Happify Health bags $73M to pursue payer tie-ups—here's what payers want in a partner like Happify

Digital therapeutics (DTx) mental health platform Happify Health scored $73 million in Series D funding, which it’ll use to build specialized digital therapies for pharma companies and payers, while pursuing global business development opportunities.

Payer tie-ups will give Happify Health’s patients greater coverage and offer providers reimbursement for using its tools, thereby increasing wide scale consumer adoption.

  • Happify Health already partners with four massive US payers, including Cigna. It began providing mental health DTx to Cigna members in 2018, shortly after the insurer reported almost 59% of people used a mental health app like Happify Health to track their health.
  • Given its goal to expand internationally, it wouldn’t be far off to imagine Happify Health securing reimbursement from payers in Europe, where there are fewer regulatory hurdles for DTx. Unlike the US, reimbursement pathways for digital therapies in regions like the United Kingdom are more digital health friendly—which would give Happify Health a better chance of getting its tools in the hands of a broader range of consumers.

But in order for payer-DTx partnerships to be successful, DTx companies will be mindful of two elements:

  • DTx companies will have to ensure their platforms prioritize patients’ privacy. Blake Wilkerson, Blue Cross Blue Shield Association VP of Strategic Partnerships, told Insider Intelligence that in addition to financial factors, “since many [DTx] companies are newer, the privacy and security of the technology are important” when evaluating a new payer-DTx partnership. This concern makes sense, given that mobile health apps have become increasingly susceptible to data breaches over the past year.

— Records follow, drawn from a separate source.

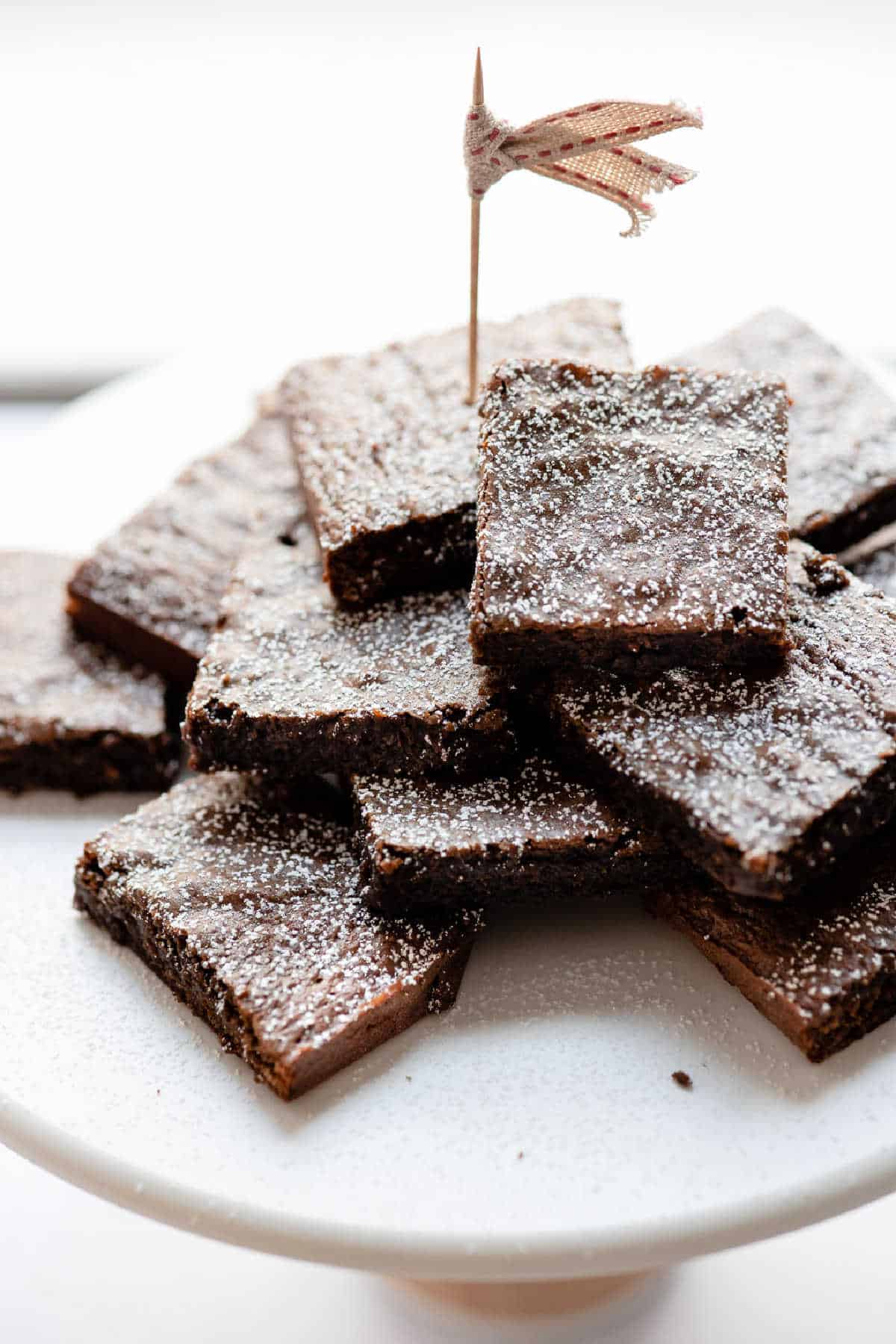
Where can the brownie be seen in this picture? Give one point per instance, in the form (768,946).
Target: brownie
(243,900)
(293,685)
(822,967)
(842,426)
(762,777)
(874,559)
(152,591)
(386,445)
(532,835)
(72,714)
(630,520)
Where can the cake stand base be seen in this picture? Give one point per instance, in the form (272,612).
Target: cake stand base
(539,1297)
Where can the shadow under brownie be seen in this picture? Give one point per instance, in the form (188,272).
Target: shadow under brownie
(822,967)
(292,685)
(630,520)
(72,714)
(386,447)
(762,777)
(243,900)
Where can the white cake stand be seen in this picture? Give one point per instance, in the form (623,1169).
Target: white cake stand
(532,1133)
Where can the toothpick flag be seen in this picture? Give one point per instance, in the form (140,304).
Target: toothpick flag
(594,147)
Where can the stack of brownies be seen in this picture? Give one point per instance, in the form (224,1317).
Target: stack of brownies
(441,659)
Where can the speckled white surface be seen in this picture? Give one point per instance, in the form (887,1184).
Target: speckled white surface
(561,1048)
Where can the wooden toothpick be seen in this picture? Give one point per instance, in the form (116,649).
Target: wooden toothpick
(479,99)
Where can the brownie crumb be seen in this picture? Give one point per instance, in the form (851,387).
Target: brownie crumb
(825,573)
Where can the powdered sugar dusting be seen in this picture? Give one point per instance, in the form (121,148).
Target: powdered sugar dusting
(166,569)
(287,652)
(262,897)
(54,685)
(386,438)
(754,762)
(842,423)
(536,806)
(629,508)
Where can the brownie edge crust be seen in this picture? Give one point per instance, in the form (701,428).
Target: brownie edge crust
(245,906)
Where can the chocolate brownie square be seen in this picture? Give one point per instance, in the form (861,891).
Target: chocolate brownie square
(822,967)
(762,777)
(292,685)
(842,426)
(874,559)
(630,520)
(153,588)
(535,833)
(72,714)
(386,447)
(243,900)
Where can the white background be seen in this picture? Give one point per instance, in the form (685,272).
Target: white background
(180,168)
(181,171)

DTx companies like Virta Health are responding by beefing up their privacy practices: Last year, it announced its platform received HITRUST CSF certification, which essentially demonstrated its tech met industry-defined requirements for protecting personal health information.
  • DTx companies need evidence that they can deliver cost-savings for both themselves and the payer. Ensuring a partnership is lucrative for both parties likely guarantees payers that DTx cos won’t pull out of the partnership prematurely: If all “savings fall on one side, the [payer-DTx partnership] is not going to last very long,” according to Dr. Kenneth Snow, medical director at CVS Health, who helped build a partnership between Aetna and DTx firm Welldoc. And the key to ensuring high ROI on both the payer and DTx side is patients’ positive health outcomes: For example, WellDoc’s digital therapy for type 2 diabetes helps patients improve their A1C levels, leading up to cost savings of up to $250 per month.